The Trilogy range echoes an event that helped define modern mountaineering: the Alpine Trilogy by Christophe Profit. Equipped by Millet, he performed a free-solo enchainment of the three most challenging north faces in the Alps.
Grandes Jorasses, Eiger, Matterhorn. This winter ascent, free-soloing the three north faces in under 42 hours, caused shockwaves in 1987, ushering in the era of fast and light mountaineering. The products in the Trilogy range bear the same hallmarks as the French alpinist’s sporting feat: commitment and high technicality.
The beginning of « fast and light » style in mountaineering
Grindelwald mountain guide
Les Grandes Jorasses
Mont Blanc Massif (France)
This giant is one of the most beautiful and toughest walls in the Alps. Some 1,200 meters high, it begins at the foot of the Walker Spur (3,010 m), rising to the highest point of Grandes Jorasses (4,208 m). During his trilogy, Profit scaled the wall in barely five hours, via the Croz Spur.
Bernese Oberland (Switzerland)
The longest of the three best-known north faces in the Alps, it was also the last to be conquered: only in 1938 did mountaineers climb the 1,600 meters of this Swiss wall, from its base to the summit of the Eiger (3,970 m).
Valais Alps (Switzerland)
The Matterhorn’s imposing pyramid form straddles the Italian-Swiss border. Its north face, on the Swiss side, is 1,000 meters high, terminating at the tip of the Matterhorn (4,478 m). First scaled in 1931, it was the final stage in Profit’s trilogy, taking five hours.

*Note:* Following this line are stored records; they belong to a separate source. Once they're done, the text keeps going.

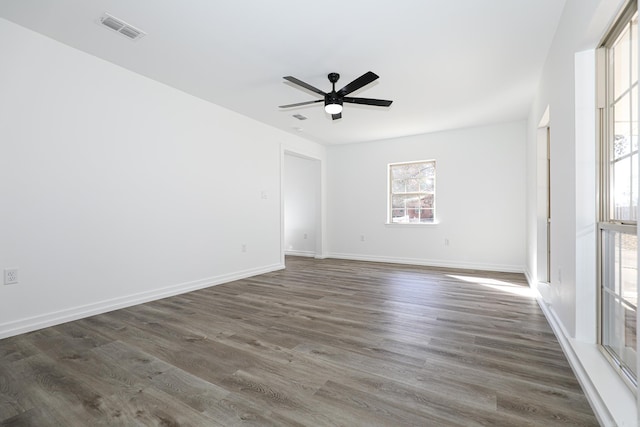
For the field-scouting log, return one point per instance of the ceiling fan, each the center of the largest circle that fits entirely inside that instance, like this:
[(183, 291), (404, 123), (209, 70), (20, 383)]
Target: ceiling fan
[(333, 100)]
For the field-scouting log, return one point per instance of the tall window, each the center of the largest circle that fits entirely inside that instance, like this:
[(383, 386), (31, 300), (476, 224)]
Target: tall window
[(412, 192), (619, 197)]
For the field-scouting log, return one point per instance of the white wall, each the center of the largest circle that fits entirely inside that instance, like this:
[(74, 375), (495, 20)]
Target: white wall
[(301, 205), (480, 199), (567, 88), (116, 189)]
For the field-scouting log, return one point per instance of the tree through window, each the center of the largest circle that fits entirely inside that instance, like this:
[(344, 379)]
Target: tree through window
[(412, 190)]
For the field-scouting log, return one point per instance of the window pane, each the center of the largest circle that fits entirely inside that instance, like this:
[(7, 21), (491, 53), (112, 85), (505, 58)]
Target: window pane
[(398, 215), (628, 252), (634, 50), (413, 185), (398, 186), (426, 215), (622, 209), (633, 214), (609, 260), (634, 119), (622, 127), (412, 192), (619, 335), (619, 296), (621, 64)]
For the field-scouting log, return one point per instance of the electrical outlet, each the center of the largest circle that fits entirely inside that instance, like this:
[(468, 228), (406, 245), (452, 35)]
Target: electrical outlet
[(10, 276)]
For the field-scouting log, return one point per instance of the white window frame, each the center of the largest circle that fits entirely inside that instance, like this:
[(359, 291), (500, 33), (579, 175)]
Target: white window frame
[(612, 225), (419, 220)]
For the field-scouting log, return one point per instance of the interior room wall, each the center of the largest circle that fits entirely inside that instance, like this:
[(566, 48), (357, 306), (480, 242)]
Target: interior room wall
[(301, 204), (117, 189), (480, 199), (567, 88)]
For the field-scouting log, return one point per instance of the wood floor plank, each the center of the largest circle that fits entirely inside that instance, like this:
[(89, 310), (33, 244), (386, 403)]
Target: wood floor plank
[(320, 343)]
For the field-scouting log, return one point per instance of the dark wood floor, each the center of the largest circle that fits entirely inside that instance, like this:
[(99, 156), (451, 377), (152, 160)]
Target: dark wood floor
[(322, 343)]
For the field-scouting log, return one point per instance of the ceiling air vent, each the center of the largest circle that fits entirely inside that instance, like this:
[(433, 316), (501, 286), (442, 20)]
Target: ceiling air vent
[(118, 25)]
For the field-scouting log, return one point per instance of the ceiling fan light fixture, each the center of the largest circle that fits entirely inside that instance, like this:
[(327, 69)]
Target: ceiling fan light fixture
[(333, 108)]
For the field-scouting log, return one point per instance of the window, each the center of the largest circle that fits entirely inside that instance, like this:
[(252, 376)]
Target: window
[(412, 191), (618, 242)]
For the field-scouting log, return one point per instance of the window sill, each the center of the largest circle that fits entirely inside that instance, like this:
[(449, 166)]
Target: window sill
[(412, 224)]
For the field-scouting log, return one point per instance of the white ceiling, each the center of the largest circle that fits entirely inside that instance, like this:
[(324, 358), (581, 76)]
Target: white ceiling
[(445, 64)]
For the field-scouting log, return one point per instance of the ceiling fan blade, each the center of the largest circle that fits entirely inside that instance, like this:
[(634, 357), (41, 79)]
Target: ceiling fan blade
[(367, 101), (304, 85), (300, 104), (361, 81)]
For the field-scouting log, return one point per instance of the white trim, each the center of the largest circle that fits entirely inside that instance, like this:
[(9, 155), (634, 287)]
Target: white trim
[(430, 263), (55, 318), (615, 412), (310, 254)]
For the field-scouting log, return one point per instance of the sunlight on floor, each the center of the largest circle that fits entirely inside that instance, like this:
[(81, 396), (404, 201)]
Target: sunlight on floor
[(499, 285)]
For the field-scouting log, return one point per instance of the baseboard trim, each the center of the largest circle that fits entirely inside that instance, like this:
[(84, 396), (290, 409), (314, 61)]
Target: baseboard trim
[(595, 400), (55, 318), (429, 263), (309, 254)]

Free-solo Alpine enchainment race given extra edge by Profit/Escoffier face-off
Long considered “the last three problems in the Alps”, the north faces of Grandes Jorasses, the Matterhorn and the Eiger are viewed by every generation of alpinists as the most prestigious. Though each had already been free soloed, no one had managed a winter enchainment without ropes or any other protective equipment. This target generated a frantic race between two young French alpinists at the peak of their powers: Eric Escoffier and Christophe Profit. In March 1987, they both launched an assault on these mythical faces – the setting of legendary and drama-packed adventures in the past, and three faces renowned for their technical demands and sheer difficulty. In a display of extreme commitment, Christophe Profit overcame these three mountains in 42 hours, using para-glider and helicopter transfers to reach the start-point of each climb; and spending a whole night on the Eiger – an immense limestone wall covered by ice and frequently swept by falling stones. A pure exploit in its time, this trilogy marked the advent of fast and light mountaineering.